A charred crucifix found in the ruins of a Rotherhithe church will hang over a Blitz commemoration ceremony this evening – the only thing remaining from the original building after it was bombed.
Tonight’s ceremony at the Holy Trinity Rotherhithe will remember the effect of the bombing raid which leveled the church and much of the surrounding area on September 7 1940, the first night of the Blitz.
The cross was returned to the church by a man came to confess for ‘stealing’ it by finding it in the ruins as a boy.
Father Andrew Doyle, who has been at the Bryan Road church for twenty years, said: “One day a crucifix turned up, from a lady called Daisy Simmonds but she wouldn’t tell me who’d found it.
“One night a few weeks after that an old man turned up at the door to say he was the ‘thief’.
“Because he thought the police were after him, so he said ‘I’ve come to confess, it was me I took your cross.’
“It took me ages to convince him he was my hero. He found it, kept it safe for all those years when no-one else would’ve done and he returned it.”
The cross returned by local George Ray, who has since passed away, is the only thing that survives of the original church.
Father Doyle said: “Odd I suppose that the first church to fall down on the first day of the Blitz and the first thing to come back to us was a really charred crucifix.
“There must be candlesticks out in the community but we haven’t seen any of those.”
Father Doyle oversaw George’s funeral when he passed away.
The object, which bares scorch marks from the intense heat of the bombing is not the only link to WW2 to be found in the church, which was rebuilt in 1959.

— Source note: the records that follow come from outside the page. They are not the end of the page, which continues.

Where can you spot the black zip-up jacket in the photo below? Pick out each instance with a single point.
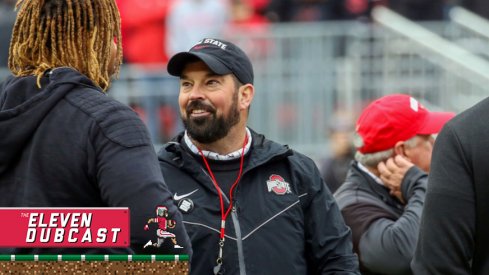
(454, 232)
(70, 145)
(384, 230)
(298, 232)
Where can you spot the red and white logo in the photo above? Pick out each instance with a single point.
(278, 185)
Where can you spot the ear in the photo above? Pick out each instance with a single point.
(246, 93)
(400, 149)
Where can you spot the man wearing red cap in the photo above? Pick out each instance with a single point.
(384, 192)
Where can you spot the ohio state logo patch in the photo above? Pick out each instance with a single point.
(278, 185)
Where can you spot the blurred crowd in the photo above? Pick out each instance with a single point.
(155, 29)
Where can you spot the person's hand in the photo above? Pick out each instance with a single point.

The vicar explained: “The main painting at the back of the church is by a man called Hans Feibusch, a German Jew who managed to get out in 1936 and was looked after the country during the war years.
“He went around painting in the churches that had been destroyed.”
The painter completed around forty murals, including the one on the eastern wall at St Rotherhithe’s, before his eyesight failed him.
Tonight’s ceremony, a yearly event since 2002, will take place from 7:30pm.